COVID-19 has once again demonstrated the urgency of effective data exchange across health systems. To combat the disease, care providers, labs, insurance companies, public health agencies, and other players, need a unified understanding and complete picture of the outbreak. And this can hardly be achieved without standards for recording and sharing clinical information.

Healthcare data standards existed long before the current pandemic. COVID-19 has only emphasized their importance and ongoing problems. This article is too short to cover all medical data norms but long enough to provide an overview of the most critical ones. We’ll also touch upon the standard development process and main challenges related to standard adoption and usage.

Development of data standards

Data standards are created to ensure that all parties use the same language and the same approach to sharing, storing, and interpreting information. In healthcare, standards make up the backbone of interoperability — or the ability of health systems to exchange medical data regardless of domain or software provider.

It usually takes two to three years to develop a new standard and ensure that it works properly. The entire cycle typically consists of the following steps.

Standard development process

How healthcare standards are developed.

Identifying business needs. Stakeholders (care providers, hospitals, health plans, or software vendors) identify business needs and submit requirements for a standard to a standard development organization or SDO.

Workgroup collaboration. The task to develop a standard is assigned to a workgroup, that may include clinicians, healthcare administrators, health information professionals, software developers, and experts in regulatory requirements. The workgroup designs the standard draft along with the implementation plan.

First balloting. Stakeholders give feedback on the draft and the workgroup incorporates it into the standards. Then, all participants vote for draft standards ready for piloting.

Piloting. Healthcare systems and / or software vendors pilot the draft version of standards and provide feedback.

Second balloting. The workgroup incorporates feedback from piloting and sends the draft for the second balloting. Upon receiving comments, the workgroup makes all necessary improvements. Finally, workgroup members and stakeholders vote to approve the draft as a normative standard for use.
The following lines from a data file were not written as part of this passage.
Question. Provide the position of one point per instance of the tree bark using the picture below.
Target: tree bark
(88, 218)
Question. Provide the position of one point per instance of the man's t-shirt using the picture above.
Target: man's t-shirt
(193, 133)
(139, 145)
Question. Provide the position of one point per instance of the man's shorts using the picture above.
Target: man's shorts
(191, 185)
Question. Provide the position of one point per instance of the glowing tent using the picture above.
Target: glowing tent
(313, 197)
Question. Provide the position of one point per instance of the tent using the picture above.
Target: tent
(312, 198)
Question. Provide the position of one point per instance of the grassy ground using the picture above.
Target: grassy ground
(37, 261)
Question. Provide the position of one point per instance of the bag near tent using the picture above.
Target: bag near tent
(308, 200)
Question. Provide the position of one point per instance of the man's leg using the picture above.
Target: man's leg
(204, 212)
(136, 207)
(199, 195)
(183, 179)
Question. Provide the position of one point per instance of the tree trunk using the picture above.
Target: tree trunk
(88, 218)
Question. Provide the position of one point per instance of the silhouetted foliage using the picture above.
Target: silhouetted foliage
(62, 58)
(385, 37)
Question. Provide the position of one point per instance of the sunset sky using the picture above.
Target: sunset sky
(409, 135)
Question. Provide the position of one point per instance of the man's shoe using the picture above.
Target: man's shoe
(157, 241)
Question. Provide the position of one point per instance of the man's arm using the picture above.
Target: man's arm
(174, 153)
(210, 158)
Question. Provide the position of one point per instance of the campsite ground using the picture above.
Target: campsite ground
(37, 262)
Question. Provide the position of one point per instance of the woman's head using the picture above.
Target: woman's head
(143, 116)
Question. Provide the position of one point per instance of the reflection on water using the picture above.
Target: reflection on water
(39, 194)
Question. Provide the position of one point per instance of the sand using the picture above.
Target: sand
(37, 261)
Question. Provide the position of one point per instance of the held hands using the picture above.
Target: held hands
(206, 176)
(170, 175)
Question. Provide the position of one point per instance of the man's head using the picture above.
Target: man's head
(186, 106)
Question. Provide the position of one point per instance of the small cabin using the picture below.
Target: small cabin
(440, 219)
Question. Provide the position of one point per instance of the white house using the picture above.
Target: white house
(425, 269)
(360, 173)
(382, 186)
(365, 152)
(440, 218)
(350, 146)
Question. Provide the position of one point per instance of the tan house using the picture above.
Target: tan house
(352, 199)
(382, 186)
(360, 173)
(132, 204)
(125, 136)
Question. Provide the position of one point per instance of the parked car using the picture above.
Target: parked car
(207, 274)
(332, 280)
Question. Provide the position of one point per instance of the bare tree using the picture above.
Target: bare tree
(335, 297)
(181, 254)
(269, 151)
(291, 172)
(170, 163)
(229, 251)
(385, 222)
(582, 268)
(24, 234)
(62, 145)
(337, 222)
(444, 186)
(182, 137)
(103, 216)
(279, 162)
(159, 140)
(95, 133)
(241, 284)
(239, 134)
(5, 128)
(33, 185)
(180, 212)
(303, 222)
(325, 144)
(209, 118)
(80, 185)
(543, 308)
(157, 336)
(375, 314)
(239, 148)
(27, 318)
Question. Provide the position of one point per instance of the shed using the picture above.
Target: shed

Implementation and maintenance. The SDO implements standards, fixes issues, and collects feedback to make improvements.

As a rule, standard development is driven by non-profit entities, and all experts engaged are volunteers who don’t receive payment for this job. The success of each standard heavily depends on the credibility of the SDO.

Key standard developers and types of standards

There are over 40 SDOs operating in the US healthcare field and accredited by the American National Standards Institute (ANSI) or the International Organization of Standardization (ISO). The list of the largest and most recognized SDOs include:
  • HL7 — Health Level 7 International,
  • NCDPD — National Council for Prescription Drug Programs,
  • IHTSDO — International Health Terminology Standards Development Organizations,
  • DirectTrust Standards,
  • CDISC — Clinical Data Interchange Standards Consortium.
Main standards created by SDOs and widely used across healthcare organizations fall into four large groups:
  • terminology standards,
  • content standards,
  • data exchange or transport standards, and
  • privacy and security standards.
Main data standards in healthcare

The list of key standards used in healthcare.

In the next sections we’ll inspect each group of standards separately to better understand their functions, level of adoption, and how they contribute to interoperability in healthcare.

Terminology standards

Health data may be exchanged without terminology standards, but there’s no guarantee that all parties will be able to understand and use it. Imagine that each system calls the same disease or process by a different name. Or, vice versa, gives the same name to different elements. The absence of a unified vocabulary leads to miscommunication, and in healthcare it can literally be a matter of life and death.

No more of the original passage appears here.